Lara's Dream

  • [ffstory]Lara woke in the middle of the night again. "I don't like that dream," said Lara. She fell back to sleep again and had the same dream. She was standing where she had shot her mother into the eitr. Her father was standing next to her saying the same thing every night. "Why did you do that, Lara? She only wanted to hug you." Then Amanda came in and used her wraith stone to kill her father. "Noooooooooooooooooooooo," Lara shouted.

    The next morning Lara started thinking what she could do to get rid of it. Zip was no help at all. All he was saying was "It's just a dream, Lara."
    "Well the dream must mean something, Lady Croft. Perhaps you should go back to Helheim and study the pool of eitr," said Winston.
    "You're right, Winston.
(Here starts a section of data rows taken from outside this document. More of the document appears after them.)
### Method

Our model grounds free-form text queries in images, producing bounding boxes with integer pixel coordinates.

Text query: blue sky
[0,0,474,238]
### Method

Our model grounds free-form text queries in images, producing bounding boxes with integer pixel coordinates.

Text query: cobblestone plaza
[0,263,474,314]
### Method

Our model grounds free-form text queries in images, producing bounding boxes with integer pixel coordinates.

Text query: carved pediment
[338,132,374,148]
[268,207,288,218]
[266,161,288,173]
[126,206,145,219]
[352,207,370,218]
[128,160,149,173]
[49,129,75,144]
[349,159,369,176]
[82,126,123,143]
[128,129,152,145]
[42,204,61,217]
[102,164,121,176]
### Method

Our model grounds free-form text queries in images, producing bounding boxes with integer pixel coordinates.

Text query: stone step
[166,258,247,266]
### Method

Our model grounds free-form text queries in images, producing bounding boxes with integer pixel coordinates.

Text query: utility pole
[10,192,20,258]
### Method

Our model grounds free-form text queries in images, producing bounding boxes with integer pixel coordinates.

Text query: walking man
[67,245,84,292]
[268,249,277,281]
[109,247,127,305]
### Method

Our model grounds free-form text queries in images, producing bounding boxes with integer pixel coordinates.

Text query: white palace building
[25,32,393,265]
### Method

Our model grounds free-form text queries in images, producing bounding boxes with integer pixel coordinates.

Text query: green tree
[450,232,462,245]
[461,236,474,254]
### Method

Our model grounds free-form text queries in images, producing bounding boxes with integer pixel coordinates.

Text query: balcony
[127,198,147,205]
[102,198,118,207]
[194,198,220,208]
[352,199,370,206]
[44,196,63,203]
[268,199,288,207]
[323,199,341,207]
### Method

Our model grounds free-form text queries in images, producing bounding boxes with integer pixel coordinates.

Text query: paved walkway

Thank you, your much better than Zip."
    "Hey," Zip said. Lara got to Helheim with Zip and Amanda. "I don't see why I'm here" Amanda said. "Because you're in the dream," Lara said back.

    They went to the edge of the pool and they saw that there was a pathway down to the bottom. "Lets go." Then Lara saw her mother lying on the floor in her human form. Amelia got up and Lara screamed. "Be quiet dear. I'm only an illusion. I'm so proud of you. What you did was braver than all of the things you have done put together. You have freed me from the curse of Odin, thank you." Amelia disappeared. "What a waste of time," complained Amanda. Lara pointed one of her guns at Amanda's head. "Hey," Amanda said. Lara kicked Amanda's wraith stone, caught it and chucked into the eitr. Before Amanda had time to say anything two thralls came out of the eitr and dragged Amanda into the eitr and there was nothing of Amanda but an ear splitting scream. "Come on, the curse of Odin must be carried on," said Lara.

    the end.[/ffstory]

    hope you like it. ;-)

  • You should spell check your fiction and add the necessary capitalization, otherwise no one will enjoy reading it.

  • I second trg's comment about spelling and capitals. The readers you want to attract, aka the ones who will give detailed feedback, will most likely stop reading after a few sentences of this kind. ;-) It's generelly the first aspect mentioned in most how-to's about posting fanfictions.

    I read it nevertheless since it's quite short. Maybe a bit too short, it sounds like a summary to me rather than a piece of fiction. The idea with Lara's mother appearing in her dream was nice! But Amanda's behaviour didn't really make sense to me, imho she is not that evil.